These impressive drawings represent fascinating evidence of artistic education in mid-eighteenth-century Europe. Made by the British miniaturist Ozias Humphry on his arrival in Rome in 1773, the drawings are rare, documented examples of an artist copying directly from an original old master on the Grand Tour. Thanks to Humphry’s surviving correspondence we can reconstruct the precise context in which these studies after Raphael were made. Humphry travelled to Italy with the painter George Romney, arriving in Rome in June 1773, where they found Raphael’s Transfiguration in the process of being copied by William Parry, a pupil of Joshua Reynolds. It was exceptionally rare that permission was given for Raphael’s late masterpiece, installed in the church of San Pietro in Montorio on the Janiculum hill, to be copied and even rarer for scaffolding to have been erected for the purpose. In a draft letter to his patron John Sackville, 3rd Duke of Dorset now in the Royal Academy archive, Humphry noted that to enable Parry to make his copy: ‘he had a scaffold and other conveniences erected’ adding that he used it to make studies of aspects of the painting. The result, unlike Parry, was not a full-scale painted replica, but careful tracings of individual details, two of which he worked up into these expressive studies. The drawings show the radically foreshortened hand and foot of the Apostle St Matthew in the foreground of the composition.

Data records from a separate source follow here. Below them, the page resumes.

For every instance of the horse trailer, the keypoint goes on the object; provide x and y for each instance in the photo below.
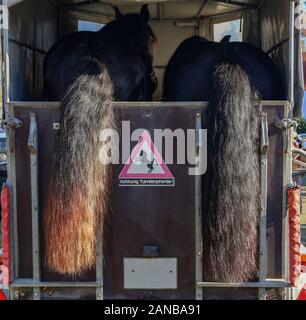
(153, 241)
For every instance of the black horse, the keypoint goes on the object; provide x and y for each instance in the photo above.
(87, 71)
(233, 77)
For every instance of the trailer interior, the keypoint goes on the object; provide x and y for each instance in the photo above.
(34, 26)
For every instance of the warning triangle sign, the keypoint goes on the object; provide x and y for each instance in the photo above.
(145, 166)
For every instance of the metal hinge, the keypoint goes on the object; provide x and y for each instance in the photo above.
(13, 123)
(286, 124)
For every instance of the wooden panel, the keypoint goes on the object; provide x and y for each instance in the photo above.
(160, 216)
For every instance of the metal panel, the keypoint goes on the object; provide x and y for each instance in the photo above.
(144, 217)
(154, 273)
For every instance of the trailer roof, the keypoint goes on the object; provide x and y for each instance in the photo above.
(170, 9)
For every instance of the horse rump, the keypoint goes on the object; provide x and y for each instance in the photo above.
(76, 207)
(232, 182)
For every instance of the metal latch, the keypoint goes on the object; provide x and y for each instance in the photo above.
(13, 123)
(286, 124)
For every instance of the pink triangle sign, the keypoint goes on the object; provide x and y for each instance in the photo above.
(145, 166)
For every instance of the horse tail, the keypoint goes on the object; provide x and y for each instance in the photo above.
(233, 179)
(78, 191)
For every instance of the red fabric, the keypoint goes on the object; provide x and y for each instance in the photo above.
(302, 295)
(294, 196)
(2, 296)
(5, 203)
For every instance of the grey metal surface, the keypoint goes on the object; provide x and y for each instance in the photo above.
(99, 266)
(150, 273)
(33, 149)
(273, 283)
(198, 215)
(263, 208)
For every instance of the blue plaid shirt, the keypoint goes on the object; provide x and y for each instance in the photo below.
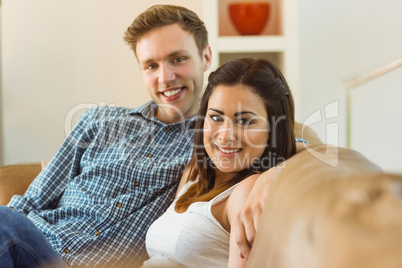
(114, 175)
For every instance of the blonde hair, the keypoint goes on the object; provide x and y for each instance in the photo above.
(163, 15)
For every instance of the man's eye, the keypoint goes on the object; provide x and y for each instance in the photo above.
(179, 59)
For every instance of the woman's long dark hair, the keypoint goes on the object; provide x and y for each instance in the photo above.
(265, 80)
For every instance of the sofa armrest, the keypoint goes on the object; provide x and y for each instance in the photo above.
(15, 179)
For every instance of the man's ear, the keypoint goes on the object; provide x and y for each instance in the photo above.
(207, 57)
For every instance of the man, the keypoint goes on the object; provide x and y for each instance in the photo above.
(119, 168)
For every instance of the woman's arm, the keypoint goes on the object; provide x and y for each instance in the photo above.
(234, 204)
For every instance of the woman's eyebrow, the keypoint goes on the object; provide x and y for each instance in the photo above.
(245, 112)
(215, 110)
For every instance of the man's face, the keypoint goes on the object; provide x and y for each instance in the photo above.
(173, 71)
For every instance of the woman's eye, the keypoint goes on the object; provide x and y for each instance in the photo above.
(151, 66)
(245, 122)
(216, 118)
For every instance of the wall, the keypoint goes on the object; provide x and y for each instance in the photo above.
(342, 38)
(60, 57)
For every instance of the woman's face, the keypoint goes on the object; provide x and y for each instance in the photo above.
(235, 128)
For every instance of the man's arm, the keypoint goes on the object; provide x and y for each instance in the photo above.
(46, 189)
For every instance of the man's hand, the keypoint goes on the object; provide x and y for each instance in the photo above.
(247, 220)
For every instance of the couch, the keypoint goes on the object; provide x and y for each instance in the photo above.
(308, 168)
(318, 215)
(15, 179)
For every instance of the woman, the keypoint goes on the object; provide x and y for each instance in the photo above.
(244, 127)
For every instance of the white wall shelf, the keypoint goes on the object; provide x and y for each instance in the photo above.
(278, 42)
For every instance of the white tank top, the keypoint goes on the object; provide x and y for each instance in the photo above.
(190, 239)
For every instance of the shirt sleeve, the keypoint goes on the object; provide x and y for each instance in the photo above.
(47, 188)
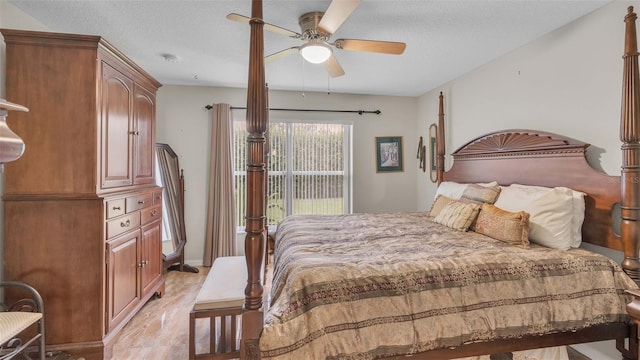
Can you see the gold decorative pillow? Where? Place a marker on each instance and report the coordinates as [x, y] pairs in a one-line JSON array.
[[510, 227], [440, 202], [458, 215], [481, 194]]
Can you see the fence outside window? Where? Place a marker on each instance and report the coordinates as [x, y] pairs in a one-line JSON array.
[[308, 169]]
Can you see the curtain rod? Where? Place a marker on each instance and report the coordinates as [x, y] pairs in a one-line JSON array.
[[359, 112]]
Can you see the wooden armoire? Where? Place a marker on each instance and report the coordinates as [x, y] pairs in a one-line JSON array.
[[82, 213]]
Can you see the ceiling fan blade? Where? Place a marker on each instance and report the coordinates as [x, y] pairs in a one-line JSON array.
[[337, 12], [281, 54], [384, 47], [269, 27], [333, 67]]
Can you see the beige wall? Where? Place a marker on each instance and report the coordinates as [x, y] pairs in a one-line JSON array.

Copying was a staple of artistic education in Grand Tour Italy, but the practical difficulty of executing full-size repetitions of celebrated frescos or altarpieces situated in working churches meant that many artists relied on making reduced studies or sketches of individual elements. The presence of scaffolding in San Pietro in Montorio therefore offered a rare opportunity to take accurate tracings from Raphael’s painting. Humphry wrote to the Duke of Dorset: ‘I availed myself of this opportunity to make studies of all the best parts of the pictures wch I rather prefer to making a regular copy of the whole…I preferred drawing particular heads, hands, feet.’[1] Humphry’s travelling companion, George Romney, seems also to have taken advantage of the scaffolding. Romney’s son, John noted that his father began a copy of the painting: ‘while employed in this laborious undertaking, the monks, at their stated periods of worship, used to come and prostrate themselves at the altar immediately under him, without interrupting him any respect, or being themselves interrupted.’[2] Like Humphry, Romney’s study was also selective, only copying the bottom half of the composition in chiaroscuro.[3]
Such copies had multiple functions, traced copy drawings such as this offered valuable scientific evidence of Raphael’s technique, precise renderings of his foreshortening, as such they operated like casts. Drawings such as this also contributed to Humphry’s ability to make a full-size replica of Raphael’s painting for the Grand Tour market. The Duke of Dorset had partly sponsored Humphry’s trip and he expected a precise replica of a celebrated old master as recompense. Accurate, full-size copies were desirable commodities. There was much excitement amongst the resident British community about Parry’s permission to copy in San Pietro. The Jesuit priest and art agent Fr John Thorpe noted in a letter back to Britain: ‘Mr Romney has begun a large copy of the Transfiguration; the English artists expect to make mountains of gold by their copies of it’, observing that Parry ‘might thrice have had above 200 guineas’ for his large copy.
Carefully preserved on their original mounts, these studies were retained by Humphry in his studio before passing to his son William Upcott. Listed in Upcott’s 1846 sale, their reappearance offers fascinating insight into the mechanical aspects of Grand Tour artistic education.
References
- London, Royal Academy Library, Humphry Papers: OH/1/138, draft Humphry to the Duke of Dorset, undated 1773.
- John Romney, Memoirs of the Life and Works of George Romney, London, 1830, p.103.
- Alex Kidson, George Romney: A Complete Catalogue of his Paintings, New Haven and London, 2015, vol.III, p.843, cat. no.1837.